Eyebrows still raised, I slowly shoot each bad man square between his eyes. But not before each fully recognizes, registers, and regards my girlie face.

I watch the lights go out in each pair of eyes as each slumps from movement to none.

I don't mind seeing them like this. I don't have to look long. Those eyes were more blind before than they are now.

Blind. Blinder. Blindest.

Bad, bad, mean people. Write this off to my simple, homespun values and small-town morality.

Yes. I, Heidi, despite my complex, liberalized facets and my driving human hunger to live a lusty life, have firmly-grounded and surprisingly basic morals: Don't be mean to people. Especially don't be mean to little people, helpless people. It's just wrong. It's just fucking wrong.

The snapping and popping down the hallway to the left grows more and more feint.

Beth is now on my far right walking past the second or third problem student she just shot through the throat with a single perfectly-placed bullet. She never looks down, she never looks back, she never lowers her gun. She holds a full clip ready in her steady support hand. She never falters. That's just Beth.

We walk to the next hallway branching off to the right. We wait a few seconds to let our eyes adjust to the darkening lower ceiling. Richard joins us. Elle joins us.

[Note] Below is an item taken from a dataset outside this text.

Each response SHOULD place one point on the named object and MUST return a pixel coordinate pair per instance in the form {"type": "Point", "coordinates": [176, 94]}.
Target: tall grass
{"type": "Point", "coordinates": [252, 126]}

We hand-signal split paths and push our rats further toward their beddy-bye time. It's almost lights out fellows.

* * * *

We all meet back at the first entryway into the labyrinth where we first encountered fire.

All of us.

All of us completely and silently aware that one time we might not all meet back at the first entryway into the labyrinth where we first encountered fire.

But this time, now, we are all back.

We remove only small woman bodies and tiny child bodies. We don't touch enemy bodies. We don't even count bodies except those of the small-framed woman ones, and the tiny-framed child ones who will be gently sent on their way with pretty memorial services with full dignity for perhaps the first time in their short, tiny, tortured lives.

God help me never empty myself of the source of this silent raging flood of salt tears flowing from my shattered heart, out my blinkless eyes, leaving briny saline streaks of mud down my face.

We join a special team sent by unnamed Pentagon sources who do not agree to speak, even under promises of anonymity, to thoroughly search the entire vessel, chamber by chamber, to make sure we leave no small or tiny person behind, and leave no enemy body breathing. We succeed in both. We fail in neither. We neither touch, nor count, enemy bodies.

When it's done, we gather to count noses and prepare to load our two choppers with our own weary bodies.

Denys, with Sheri and Jill, two others from the Baltimore team to which we haven't yet been formally introduced, put a clean bandage on Bridgette's left shoulder. She looks down at the bullet hole without batting an eye, without flinching. Then she turns without a word and climbs into the helo and sits down like she's on a commuter train seat on the light rail from Camden Yard to Penn Station.

We hear the chopper radios simultaneously squawk the Navy's outgoing messages warning all aircraft and water craft to stay outside of their last minute "war exercise perimeter" until 2300 on Monday evening - twenty-four hours hence. We scan radar for any semblance of blips in the area.

We silently hover in the wind wash from our birds and wait for Zhay to dismiss us.

Zhay is the last to emerge from the garrish light of the gaping doorway. She is done inside and never looks back.

Zhay walks to Denys's chopper and takes a silver object Denys hands her without a word. She walks back to the open hatch that descends at least thirty feet down into the dark hull of this hell spectre.

She sets the countdown timer on her watch. She arms the detonation timer on the object, a rubber-padded canister that will unleash a fitting inferno in about five minutes. She kicks the cannister into the hatch and walks quickly back to us, motioning us to board and depart.